自由の象徴であるデニムが、あらためてフォーカスされている。それは単にジーンズのシルエットの動向に止まらない。オフランウェイの着こなしを見れば一目瞭然だが、デニム on デニム、クチュールライク、カラーデニムなど、個々がデニムという素材を使い、思いのままにアイデンティティを炸裂させている。コペルニ(COPERNI)やアクネ ストゥディオズ(ACNE STUDIOS)、ディーゼル(DIESEL)などのひとクセあるデザインデニムが人気を集めている。そこには価値観の変革期にあり、確たる未来を見出せずにいる混沌とした現在の世相も見え隠れする。クリエイティビティ溢れるデニムの流れは人々の静かなアンチテーゼでもあり、デニムというアコースティックなテクスチャーに包まれ、現実と距離を置きたいというマインドの表れのようでもある。

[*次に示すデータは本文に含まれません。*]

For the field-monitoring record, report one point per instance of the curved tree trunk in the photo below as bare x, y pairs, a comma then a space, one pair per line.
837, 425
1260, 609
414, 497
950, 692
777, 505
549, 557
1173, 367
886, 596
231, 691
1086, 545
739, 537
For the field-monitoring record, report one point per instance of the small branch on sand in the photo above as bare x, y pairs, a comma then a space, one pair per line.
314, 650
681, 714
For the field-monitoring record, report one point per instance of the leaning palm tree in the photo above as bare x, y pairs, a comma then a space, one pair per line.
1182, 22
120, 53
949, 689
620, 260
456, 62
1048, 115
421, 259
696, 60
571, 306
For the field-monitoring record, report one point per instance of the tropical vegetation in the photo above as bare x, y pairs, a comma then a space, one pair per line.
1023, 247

そもそもデニムとは縦糸にインディゴ染めの糸を使った綾織りの厚手の綿織物。その発祥はフランスで、ニーム地方の綾織物を表すセルジュ・ドゥ・ニームがデニムの語源といわれている。その素材をアメリカへ輸出していたイタリア・ジェノバの船員が履いていたことから、ジェノバ製を意味する呼び名がジーンズへと変化したのだとか。
デニムの成り立ちを振り返れば、人々の声を代弁してきた歴史がある。誕生は19世紀後半、ゴールドラッシュに沸くアメリカ・カリフォルニアでの労働者たちの声から。ワークウェアに耐久性を求める労働者に向け、仕立て屋のジェイコブ・ディビスが銅製のリヴェットをポケットなどに打ったパンツを開発。取引のあった織物商人、リーバイス・ストラウスと共同で特許を得て、リーバイス(LEVI'S®)の原型が誕生する。女性用デニムの登場は1930年代。世界恐慌で財政難となった牧場主がカウボーイに憧れる富裕層に向け、牧場でバカンスを過ごす「デュード・ランチ」を提案。そこで過ごす女性たちにリーバイスがデニムを販売したことに端を発する。その後、第二次世界大戦中、作業に従事する女性たちが着用したことでもデニムは徐々に浸透していった。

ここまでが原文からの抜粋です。